Nous pouvons dès lors nous demander pourquoi on n’a pas procédé d’une manière graduelle avant d’en arriver là ? Diplomatiquement, dans les relations entre les pays, avant de prendre des mesures plus drastiques, on convoque l’ambassadeur du pays pour lui demander des explications. On peut aussi rappeler l’ambassadeur pour consultation, s’il s’agit d’une affaire très sérieuse. Dans cet ordre d’idées, on peut aussi mentionner la fermeture de la représentation diplomatique, l’expulsion des diplomates du pays concerné, etc.

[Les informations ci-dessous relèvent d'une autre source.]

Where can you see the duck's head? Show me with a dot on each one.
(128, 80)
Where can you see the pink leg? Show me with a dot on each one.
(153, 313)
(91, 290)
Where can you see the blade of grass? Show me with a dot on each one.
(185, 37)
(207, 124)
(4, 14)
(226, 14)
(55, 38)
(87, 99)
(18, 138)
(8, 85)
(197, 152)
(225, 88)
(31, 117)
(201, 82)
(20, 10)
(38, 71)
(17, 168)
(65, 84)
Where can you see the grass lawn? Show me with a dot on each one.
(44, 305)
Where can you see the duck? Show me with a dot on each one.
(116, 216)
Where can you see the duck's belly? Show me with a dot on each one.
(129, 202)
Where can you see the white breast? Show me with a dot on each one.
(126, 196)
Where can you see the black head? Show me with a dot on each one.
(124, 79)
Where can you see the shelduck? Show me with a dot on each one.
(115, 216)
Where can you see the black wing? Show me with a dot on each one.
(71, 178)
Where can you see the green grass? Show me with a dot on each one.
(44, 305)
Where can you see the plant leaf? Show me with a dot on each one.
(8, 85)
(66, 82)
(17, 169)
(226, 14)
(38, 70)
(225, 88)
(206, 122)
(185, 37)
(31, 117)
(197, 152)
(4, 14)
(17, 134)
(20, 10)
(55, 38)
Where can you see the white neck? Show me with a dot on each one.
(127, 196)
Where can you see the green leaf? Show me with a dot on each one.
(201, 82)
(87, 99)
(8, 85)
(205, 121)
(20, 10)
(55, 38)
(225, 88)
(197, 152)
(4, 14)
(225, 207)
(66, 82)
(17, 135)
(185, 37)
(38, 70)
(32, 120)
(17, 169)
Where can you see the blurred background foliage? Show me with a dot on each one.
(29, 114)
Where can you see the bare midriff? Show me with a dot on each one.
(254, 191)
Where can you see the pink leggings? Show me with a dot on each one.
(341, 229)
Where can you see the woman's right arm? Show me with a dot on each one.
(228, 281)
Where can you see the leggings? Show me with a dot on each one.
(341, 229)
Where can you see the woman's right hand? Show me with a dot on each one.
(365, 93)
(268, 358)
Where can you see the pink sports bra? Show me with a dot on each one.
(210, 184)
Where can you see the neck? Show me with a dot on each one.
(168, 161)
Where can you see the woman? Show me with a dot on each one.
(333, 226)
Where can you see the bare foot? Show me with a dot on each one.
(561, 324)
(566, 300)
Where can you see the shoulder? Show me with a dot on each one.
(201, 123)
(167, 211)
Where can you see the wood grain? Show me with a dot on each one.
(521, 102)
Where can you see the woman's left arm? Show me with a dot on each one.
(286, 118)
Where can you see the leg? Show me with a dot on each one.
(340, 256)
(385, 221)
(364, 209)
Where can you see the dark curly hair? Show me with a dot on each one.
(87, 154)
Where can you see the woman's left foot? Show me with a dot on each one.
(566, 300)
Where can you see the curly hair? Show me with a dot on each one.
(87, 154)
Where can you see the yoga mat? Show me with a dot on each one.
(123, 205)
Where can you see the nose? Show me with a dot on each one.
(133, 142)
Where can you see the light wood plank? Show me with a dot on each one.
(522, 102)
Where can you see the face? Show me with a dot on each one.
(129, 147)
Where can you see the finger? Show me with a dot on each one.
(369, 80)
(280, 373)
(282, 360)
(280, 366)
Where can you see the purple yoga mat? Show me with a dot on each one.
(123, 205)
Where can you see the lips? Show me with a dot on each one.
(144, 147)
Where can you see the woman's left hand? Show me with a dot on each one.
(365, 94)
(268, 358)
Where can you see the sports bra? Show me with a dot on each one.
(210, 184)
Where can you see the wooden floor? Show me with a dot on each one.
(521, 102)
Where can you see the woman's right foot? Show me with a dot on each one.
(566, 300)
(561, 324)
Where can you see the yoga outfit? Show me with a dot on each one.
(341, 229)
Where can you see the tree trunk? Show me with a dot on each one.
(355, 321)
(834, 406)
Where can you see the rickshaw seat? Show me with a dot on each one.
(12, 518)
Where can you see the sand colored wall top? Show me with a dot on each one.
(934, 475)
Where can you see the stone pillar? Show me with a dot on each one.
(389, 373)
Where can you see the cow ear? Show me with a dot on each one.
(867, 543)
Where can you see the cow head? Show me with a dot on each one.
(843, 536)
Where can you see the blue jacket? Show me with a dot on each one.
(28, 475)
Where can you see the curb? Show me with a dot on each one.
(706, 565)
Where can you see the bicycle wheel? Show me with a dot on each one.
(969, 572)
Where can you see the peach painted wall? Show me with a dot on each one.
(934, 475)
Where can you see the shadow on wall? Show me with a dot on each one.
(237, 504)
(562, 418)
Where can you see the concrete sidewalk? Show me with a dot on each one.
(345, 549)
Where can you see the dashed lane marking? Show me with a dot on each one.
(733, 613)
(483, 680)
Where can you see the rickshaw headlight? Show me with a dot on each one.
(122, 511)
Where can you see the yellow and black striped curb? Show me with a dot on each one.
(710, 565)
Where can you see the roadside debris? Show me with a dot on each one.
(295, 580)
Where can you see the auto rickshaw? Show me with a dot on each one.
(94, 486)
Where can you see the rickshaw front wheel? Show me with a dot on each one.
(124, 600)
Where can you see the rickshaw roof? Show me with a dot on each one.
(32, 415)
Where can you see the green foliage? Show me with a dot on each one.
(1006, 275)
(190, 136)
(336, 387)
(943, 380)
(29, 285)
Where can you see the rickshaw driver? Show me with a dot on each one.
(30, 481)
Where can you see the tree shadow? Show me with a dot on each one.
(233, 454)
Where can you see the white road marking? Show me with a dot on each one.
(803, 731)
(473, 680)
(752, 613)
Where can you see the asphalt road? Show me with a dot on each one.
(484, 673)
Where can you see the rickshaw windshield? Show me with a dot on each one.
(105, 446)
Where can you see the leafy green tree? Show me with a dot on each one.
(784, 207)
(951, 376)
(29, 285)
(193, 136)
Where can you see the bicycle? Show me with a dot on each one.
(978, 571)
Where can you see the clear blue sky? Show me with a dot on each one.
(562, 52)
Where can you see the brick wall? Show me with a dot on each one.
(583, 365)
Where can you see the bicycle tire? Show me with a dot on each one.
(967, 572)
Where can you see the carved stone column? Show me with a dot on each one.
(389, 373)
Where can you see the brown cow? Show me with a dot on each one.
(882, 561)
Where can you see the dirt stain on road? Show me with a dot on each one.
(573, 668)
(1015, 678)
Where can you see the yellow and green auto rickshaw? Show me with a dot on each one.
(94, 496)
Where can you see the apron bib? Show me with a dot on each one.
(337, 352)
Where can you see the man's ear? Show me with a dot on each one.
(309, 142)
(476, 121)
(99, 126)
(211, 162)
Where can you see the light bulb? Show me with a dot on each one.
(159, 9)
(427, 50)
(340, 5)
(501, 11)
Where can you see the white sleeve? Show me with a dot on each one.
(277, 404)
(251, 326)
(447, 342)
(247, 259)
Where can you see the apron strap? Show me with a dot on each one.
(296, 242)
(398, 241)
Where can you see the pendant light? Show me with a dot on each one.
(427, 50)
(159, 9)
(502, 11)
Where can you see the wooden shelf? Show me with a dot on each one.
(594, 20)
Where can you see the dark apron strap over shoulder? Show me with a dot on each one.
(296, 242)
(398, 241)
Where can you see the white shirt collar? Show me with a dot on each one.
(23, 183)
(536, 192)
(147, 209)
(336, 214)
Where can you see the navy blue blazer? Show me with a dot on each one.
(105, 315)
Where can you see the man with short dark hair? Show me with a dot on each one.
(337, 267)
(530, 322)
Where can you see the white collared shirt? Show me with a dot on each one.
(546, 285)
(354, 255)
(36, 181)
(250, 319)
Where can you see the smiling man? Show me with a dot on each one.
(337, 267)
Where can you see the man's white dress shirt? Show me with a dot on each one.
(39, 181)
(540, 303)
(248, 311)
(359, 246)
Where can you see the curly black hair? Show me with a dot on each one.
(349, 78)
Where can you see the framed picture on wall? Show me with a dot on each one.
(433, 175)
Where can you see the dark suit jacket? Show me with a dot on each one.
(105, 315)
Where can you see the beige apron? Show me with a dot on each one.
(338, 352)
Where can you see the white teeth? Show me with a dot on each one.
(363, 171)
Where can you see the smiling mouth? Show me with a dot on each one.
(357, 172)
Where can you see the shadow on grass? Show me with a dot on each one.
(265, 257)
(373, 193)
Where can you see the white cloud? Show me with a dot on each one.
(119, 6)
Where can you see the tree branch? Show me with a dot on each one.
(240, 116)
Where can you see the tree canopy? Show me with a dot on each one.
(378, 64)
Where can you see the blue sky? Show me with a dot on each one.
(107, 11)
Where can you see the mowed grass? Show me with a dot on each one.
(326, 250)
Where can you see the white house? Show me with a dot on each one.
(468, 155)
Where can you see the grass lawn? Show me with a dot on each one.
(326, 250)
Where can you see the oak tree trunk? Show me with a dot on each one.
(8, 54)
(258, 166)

C’est la forte tension qui expliquerait peut-être pourquoi on a directement passé à la vitesse supérieure.
Des implications régionales ?
Certains n’hésitent pas à affirmer que le gouvernement du Burundi a pris cette mesure pour faire plaisir à la RDC. Rappelons que le Grand pays est la 1ère destination des exportations du Burundi. Ménager son partenaire d’affaires est tout sauf insensé. Entre temps, Kinshasa vient de chasser, sans ménagement, les forces d’interposition en provenance de certains pays de l’EAC, ce qui n’a pas manqué de froisser les dirigeants de ces pays. La fermeture des frontières entre deux pays d’une même organisation d’intégration régionale n’est pas de nature à favoriser le développement de ses membres. D’ailleurs, dans son communiqué, le gouvernement rwandais rappelle que cela « viole les principes de coopération et d’intégration régionale de la Communauté Est-Africaine ».
Par ailleurs, ce n’est pas la première fois que cela arrive, et ce n’est pas entre le Burundi et le Rwanda seulement. En 2019, le Rwanda avait fermé sa frontière avec l’Ouganda. Elle n’a été rouverte qu’en janvier 2022. Sans conduire à la fermeture totale des frontières, certains conflits ont mis à mal les fondements de l’EAC. Ici, on citerait l’exemple du conflit qui a opposé le Kenya à la Tanzanie à cause d’un différend lié au transport des marchandises par les poids lourds.
Tous ces conflits ne risquent-ils pas de miner le développement des pays de l’EAC, et conduire à sa dissolution dans le pire des cas ? C’est une question qui mérite d’être posée en ces temps où la RDC qui, faut-il le rappeler, est un des membres de l’EAC, après avoir chassé les forces de l’EAC, préfère recourir aux forces de la SADC, pour restaurer la paix et la sécurité à l’Est. Attendons et voyons où tout cela va nous mener.